Ø  It is a condition characterized by abnormal pathway between atria and ventricles( Bundle of Kent).
Ø  The accessory pathway comprises fibers that are similar to that of the Purkinje tissue( conducts rapidly and is rich in sodium channels).
Ø  Mostly these pathways conduct the impulse in the retrograde direction( concealed accessory pathway). 
Ø  If it conducts the impulse in antegrade direction then it causes distortion of the QRS complex( Delta wave). Known as manifest accessory pathway.


As the AV node and the accessory pathway have different conduction speed and the refractory periods, re-entry circuits develop causing tachycardia.
ECG in this condition is indistinguishable from AV Nodal Re-entry Tachycardia.

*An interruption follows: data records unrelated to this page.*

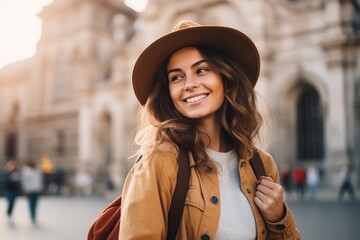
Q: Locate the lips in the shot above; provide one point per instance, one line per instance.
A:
(195, 98)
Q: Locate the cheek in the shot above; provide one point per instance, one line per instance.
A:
(175, 93)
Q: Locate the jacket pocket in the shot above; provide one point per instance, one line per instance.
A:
(194, 199)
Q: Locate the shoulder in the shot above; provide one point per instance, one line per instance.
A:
(162, 158)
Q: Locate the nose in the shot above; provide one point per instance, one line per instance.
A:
(190, 85)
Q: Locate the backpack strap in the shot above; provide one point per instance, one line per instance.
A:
(257, 165)
(178, 199)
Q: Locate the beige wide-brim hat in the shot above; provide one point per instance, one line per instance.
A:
(229, 41)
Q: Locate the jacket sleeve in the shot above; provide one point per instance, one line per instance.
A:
(286, 228)
(146, 199)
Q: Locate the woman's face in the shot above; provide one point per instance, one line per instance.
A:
(196, 89)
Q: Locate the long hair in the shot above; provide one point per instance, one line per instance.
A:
(240, 119)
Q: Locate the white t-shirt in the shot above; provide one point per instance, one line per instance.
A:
(237, 220)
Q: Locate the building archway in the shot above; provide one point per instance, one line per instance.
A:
(309, 125)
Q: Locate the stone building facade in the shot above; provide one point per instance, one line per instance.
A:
(73, 101)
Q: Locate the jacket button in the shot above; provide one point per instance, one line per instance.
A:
(280, 227)
(214, 199)
(205, 237)
(208, 169)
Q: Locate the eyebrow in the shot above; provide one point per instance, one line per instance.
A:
(192, 66)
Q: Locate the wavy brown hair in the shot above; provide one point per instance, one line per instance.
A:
(240, 119)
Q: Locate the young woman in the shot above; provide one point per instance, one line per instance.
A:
(196, 87)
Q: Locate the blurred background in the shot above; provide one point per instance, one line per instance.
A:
(68, 104)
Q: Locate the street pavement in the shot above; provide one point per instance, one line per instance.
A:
(69, 218)
(59, 218)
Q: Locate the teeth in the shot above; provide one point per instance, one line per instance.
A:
(196, 98)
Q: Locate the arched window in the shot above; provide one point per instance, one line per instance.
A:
(310, 125)
(60, 78)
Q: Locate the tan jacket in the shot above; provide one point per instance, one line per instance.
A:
(149, 187)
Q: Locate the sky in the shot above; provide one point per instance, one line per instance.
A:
(20, 27)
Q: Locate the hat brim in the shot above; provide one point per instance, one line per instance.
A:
(233, 43)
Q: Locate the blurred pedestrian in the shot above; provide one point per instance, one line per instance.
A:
(286, 178)
(299, 181)
(346, 185)
(12, 187)
(32, 182)
(312, 180)
(83, 183)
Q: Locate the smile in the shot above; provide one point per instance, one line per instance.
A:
(196, 98)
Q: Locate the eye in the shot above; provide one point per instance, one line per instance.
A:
(202, 70)
(175, 77)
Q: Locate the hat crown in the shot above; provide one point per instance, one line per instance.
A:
(185, 24)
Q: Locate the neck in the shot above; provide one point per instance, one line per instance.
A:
(215, 136)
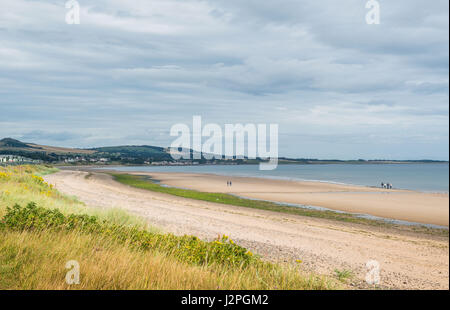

Carotid sinus pressure and IV adenosine can control the tachycardia.
If atrial fibrillation occurs it may produce dangerous  rapid ventricular rate ( as accessory pathway does not have rate limiting properties as AV node). This is known as Pre-excited atrial fibrillation leading to collapse, syncope and even death and should be treated as an emergency condition by DC cardioversion.

 Management:
v  Catheter ablation is the first-line treatment (almost always curative).
v  Prophylactic anti-arrhythmic drugs( flecainide or propafenone) used to slow conduction and prolong the refractory period of the accessory pathway.
v  Long term therapy - not preferred

What should not be given?
v  Amiodarone should not be used as its side effect profile cannot be justified.
v  Digoxin and verapamil shorten the refractory period and hence should not be used.